100 percent employee-owned

Employees: 440

CEO Mark Jenkins drives growth at Utah's standout welding and fabrication company with innovation and employee ownership.

Dennis Petersen started the company in a garage on the west side of Ogden in 1961. "It's right next door," says Mark Jenkins from Petersen's current, million-square-foot facility. "I'm looking at the garage right now."

While the company has grown into one of the most respected welding and fabrication companies in the country in the time since, its focus, like its location, hasn't strayed far from its roots. "Dennis was a gifted welder," says Jenkins, noting that the apple didn't fall far from the tree. "His son, Steve, took [the company] where it is today. He was a certified welder at the age of 13 or 14."

More than 50 years after the garage days, Petersen sticks to its strengths. "We pride ourselves on the quality of our welding and machining," says Jenkins, noting that the game is the same on projects that range from "a swing set to a nuclear glovebox."

The company works on projects from customers in a variety of industries: aerospace and defense, mining, nuclear, and petrochemical. "The secret sauce is diversity," says Rob Despain, VP of business development.

"That's not by chance," adds Jenkins. "That's by design." He says that Petersen was once heavily leveraged in the mining business, to the tune of about a third of the company's sales. "That went south, and we got into the nuclear business," he explains. Since that pivot in 2012, the company has worked in numerous decommissioning and safety projects as well as making some 20,000 vessels for spent fuel.

Jenkins describes the Petersen strategy as industry-agnostic. "You've got to ride those ponies while they're hot," he jokes. "Nuclear and petrochemical have been our strong ones in 2014. Aerospace is making a run."

A lot of the latter business comes from Boeing. "They have planes sold for the next seven years," says Jenkins. "They have a bigger backlog of any company we know of in the world."

Beyond the manufacturing operations, Petersen operates the worldwide tooling warehouse for Boeing. "They call for tooling from us and have it delivered all over the world," says Jenkins. "We have a two-hour requirement to get it out the door. We average 20 minutes."

This innovative system, conceived by Jenkins, Despain, and company in 1999, earned Petersen one of 16 "Supplier of the Year” awards from Boeing in 2012 -- which is really saying something when you consider the aerospace giant has 23,000 suppliers in all.

"We've really revolutionized their third-party logistics," says Despain.

Petersen also regularly pushes the innovation envelope for its clients. "We're good at refining processes," says Despain. "This is a big company that competes with small companies on a regular basis and wins.

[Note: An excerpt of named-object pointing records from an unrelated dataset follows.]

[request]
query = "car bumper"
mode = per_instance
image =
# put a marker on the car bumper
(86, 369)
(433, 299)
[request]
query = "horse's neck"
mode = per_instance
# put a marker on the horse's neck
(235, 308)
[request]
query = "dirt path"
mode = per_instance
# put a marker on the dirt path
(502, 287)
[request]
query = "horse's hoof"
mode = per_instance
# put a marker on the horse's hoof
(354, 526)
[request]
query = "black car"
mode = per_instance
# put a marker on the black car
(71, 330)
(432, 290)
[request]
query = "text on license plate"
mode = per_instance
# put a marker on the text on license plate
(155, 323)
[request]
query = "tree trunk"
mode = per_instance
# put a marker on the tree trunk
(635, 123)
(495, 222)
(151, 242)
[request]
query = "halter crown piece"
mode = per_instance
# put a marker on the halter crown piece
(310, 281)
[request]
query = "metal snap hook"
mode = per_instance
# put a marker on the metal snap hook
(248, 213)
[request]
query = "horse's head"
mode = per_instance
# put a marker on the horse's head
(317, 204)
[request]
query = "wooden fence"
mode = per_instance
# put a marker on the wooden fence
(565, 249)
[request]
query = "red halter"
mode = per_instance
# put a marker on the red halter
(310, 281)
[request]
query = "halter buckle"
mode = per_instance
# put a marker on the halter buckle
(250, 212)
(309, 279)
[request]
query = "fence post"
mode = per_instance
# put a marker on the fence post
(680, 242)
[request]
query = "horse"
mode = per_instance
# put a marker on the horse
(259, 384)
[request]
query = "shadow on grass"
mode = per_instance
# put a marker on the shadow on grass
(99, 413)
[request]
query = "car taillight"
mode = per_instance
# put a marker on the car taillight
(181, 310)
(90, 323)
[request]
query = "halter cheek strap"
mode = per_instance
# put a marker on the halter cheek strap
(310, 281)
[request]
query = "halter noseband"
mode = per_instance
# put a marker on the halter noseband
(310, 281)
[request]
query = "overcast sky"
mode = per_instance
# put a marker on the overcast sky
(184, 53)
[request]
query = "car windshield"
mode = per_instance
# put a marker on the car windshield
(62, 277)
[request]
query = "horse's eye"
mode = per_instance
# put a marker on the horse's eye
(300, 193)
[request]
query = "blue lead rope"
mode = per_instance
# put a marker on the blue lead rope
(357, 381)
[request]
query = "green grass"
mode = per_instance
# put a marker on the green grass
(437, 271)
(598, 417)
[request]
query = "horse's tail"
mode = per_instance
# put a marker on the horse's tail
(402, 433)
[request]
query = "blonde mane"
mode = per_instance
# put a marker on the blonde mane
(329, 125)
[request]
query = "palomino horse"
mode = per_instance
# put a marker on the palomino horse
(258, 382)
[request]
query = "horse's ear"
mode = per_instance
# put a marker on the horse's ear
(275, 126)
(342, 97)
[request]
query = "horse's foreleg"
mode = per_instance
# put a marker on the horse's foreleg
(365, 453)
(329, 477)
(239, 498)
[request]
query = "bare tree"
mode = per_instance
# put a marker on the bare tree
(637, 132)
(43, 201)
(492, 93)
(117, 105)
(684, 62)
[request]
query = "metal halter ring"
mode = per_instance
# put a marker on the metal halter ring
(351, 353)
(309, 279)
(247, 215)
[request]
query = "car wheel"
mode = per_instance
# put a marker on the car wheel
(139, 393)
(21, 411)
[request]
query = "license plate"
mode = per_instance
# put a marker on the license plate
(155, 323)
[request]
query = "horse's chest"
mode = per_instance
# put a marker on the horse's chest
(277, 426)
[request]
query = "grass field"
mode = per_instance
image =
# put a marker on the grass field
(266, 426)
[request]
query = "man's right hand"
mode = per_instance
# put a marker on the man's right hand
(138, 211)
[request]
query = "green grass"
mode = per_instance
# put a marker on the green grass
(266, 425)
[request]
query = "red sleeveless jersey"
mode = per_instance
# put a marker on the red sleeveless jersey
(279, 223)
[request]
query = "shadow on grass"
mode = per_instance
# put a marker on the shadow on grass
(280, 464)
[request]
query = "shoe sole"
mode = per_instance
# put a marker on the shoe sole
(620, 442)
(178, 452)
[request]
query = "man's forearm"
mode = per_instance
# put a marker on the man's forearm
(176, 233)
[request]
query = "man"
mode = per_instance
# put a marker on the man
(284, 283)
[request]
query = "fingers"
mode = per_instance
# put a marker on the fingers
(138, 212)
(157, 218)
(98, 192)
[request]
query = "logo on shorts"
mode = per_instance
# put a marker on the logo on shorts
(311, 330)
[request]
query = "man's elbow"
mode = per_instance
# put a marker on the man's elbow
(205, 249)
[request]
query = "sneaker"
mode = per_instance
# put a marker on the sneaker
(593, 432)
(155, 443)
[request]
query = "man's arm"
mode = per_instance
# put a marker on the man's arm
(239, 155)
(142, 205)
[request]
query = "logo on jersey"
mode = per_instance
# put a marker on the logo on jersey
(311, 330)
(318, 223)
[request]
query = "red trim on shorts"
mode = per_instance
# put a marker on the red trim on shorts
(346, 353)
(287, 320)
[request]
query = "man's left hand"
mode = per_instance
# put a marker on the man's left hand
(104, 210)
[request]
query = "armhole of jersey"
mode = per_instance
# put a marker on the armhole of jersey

It's a really innovative factory."

Large-scale items are another specialty, adds Jenkins. "One thing that sets us apart is our ability to machine big stuff," he says, citing a 70 foot by 15 foot boom for a mining shovel for the Kennecott Copper Company. "That's a unique capability we have at Petersen and that sets us apart from the competition. It's pretty cool."

There's also some geographic diversity, in the form of a 75,000-square-foot facility in Pocatello, Idaho.

Jenkins credit the company's employee ownership as an innovation catalyst. "We're really embracing change," he explains. "If you were to ask our employees, resting on our laurels from the past is unacceptable."

He lays out the company's three key values. "Take care of our employees and their families. Take care of our customers. Give back and take care of our community. If you do those three things, I think you make a profit."

Challenges: Recruitment. "The challenge for us is a skilled workforce," says Jenkins. "It's hard to find good people right now. Every time I go to a chamber of commerce meeting, I hear the same thing."

Opportunities: "I think we have a huge opportunity to help Boeing meet demand," says Jenkins, referencing the aforementioned seven-year backlog. Automating welding represents another big opportunity to boost productivity "if we can Lean out some of that repetitive work," he adds.

Needs: Stable government. "A lot of our work is in the nuclear world," says Jenkins. "When the government shut down, that was an immediate impact to our business. Keeping sequestration and government shutdowns to a minimum, that would be refreshing."